How do you run your own race with your eyes gazing longingly off into the distance? To the place where the winners live, when first place has been won, and you’re still plugging away? That’s hard, I think. Like staying positive when life is shit. Being generous when times are tough. Running your race when others are {even just to you} winning, takes guts.

Yesterday the Voices Top 100 blog competition names were released. It was formerly the Kidspot Top 50. You know the one I was listed in last year… Well my name wasn’t on there. Ouch. My name has pretty much always been on there. Which sounds arrogant, but well, it is what it is.

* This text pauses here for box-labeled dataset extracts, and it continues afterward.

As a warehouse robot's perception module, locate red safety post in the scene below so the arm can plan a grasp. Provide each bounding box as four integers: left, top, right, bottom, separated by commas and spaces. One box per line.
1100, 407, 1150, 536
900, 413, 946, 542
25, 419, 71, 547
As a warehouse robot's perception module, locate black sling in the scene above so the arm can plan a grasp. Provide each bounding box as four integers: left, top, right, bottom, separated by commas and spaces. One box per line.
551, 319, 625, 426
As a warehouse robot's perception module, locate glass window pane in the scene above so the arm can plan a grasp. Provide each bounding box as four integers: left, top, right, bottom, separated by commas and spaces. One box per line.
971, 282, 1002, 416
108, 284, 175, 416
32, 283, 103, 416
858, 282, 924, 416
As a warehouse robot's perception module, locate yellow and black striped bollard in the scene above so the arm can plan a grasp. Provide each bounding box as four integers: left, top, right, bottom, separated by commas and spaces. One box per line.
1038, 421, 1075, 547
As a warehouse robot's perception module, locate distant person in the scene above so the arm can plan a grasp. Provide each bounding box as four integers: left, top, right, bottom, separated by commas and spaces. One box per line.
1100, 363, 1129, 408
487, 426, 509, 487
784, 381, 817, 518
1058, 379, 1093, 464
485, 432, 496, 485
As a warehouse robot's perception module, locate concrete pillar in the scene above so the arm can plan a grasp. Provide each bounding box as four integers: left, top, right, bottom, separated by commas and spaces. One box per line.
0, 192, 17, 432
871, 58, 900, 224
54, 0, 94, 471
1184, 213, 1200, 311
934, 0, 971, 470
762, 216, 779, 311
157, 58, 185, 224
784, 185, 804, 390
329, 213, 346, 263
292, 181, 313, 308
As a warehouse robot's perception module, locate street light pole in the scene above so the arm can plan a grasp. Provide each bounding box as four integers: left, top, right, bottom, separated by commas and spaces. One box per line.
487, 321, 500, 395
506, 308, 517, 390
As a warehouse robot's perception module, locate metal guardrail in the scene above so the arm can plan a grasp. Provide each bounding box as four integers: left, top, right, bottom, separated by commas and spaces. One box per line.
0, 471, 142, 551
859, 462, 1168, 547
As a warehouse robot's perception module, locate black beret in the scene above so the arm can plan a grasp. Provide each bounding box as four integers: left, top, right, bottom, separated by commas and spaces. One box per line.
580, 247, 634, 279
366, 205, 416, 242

However, I’d had time to prepare for this. A friend of mine had contacted me when she received her “YAY you’re in email” to ask if I’d received mine too. I hadn’t. Awkward. But still, even though this blog is everything I could dream it to be and more at the moment {both creatively and commercially} I started looking for what I’d done wrong.

QUICK. Change something. Make them like me.

I started looking for tips on how to do better in the race. How to win. Or to keep up, at least, or at least be more appealing. I was sad today. Sad to not receive a spot that I sort of thought I would get. Ready to throw out doing things the way that make me happy. A way I’m proud of doing them, because I wasn’t chosen. In this funk, clouded with disappointment, I found myself flicking through the 25 winners in my category looking for a formula. A secret. A conspiracy, perhaps? Not my finest moment.

I was in the wrong race. That’s not my race.

This blog lives here all year round. I write here, share my photos and my stories here all year round. Not just for blog award season. I’ve been flavour of the month and I’ve been the blog no one visits. On this blog I’ve tried too hard, I’ve tried too little. To get where I am, I’d battled with my competitive self and won. It was time to remember that; I don’t want to be you because I’m me. This blog, and the way I deliver it, is a part of that.

So how do you run your own race when others are winning?

You fess up to being disappointed and congratulate the winners. Take a moment to remember that for some people you are a whole heap of wonderful and that you really never know what’s around the corner. Sure, winning is fun {GREAT!} but that losing has lessons too and this is one of those lessons to learn. And, most of all you remember that no amount of being someone else will ever make you happy.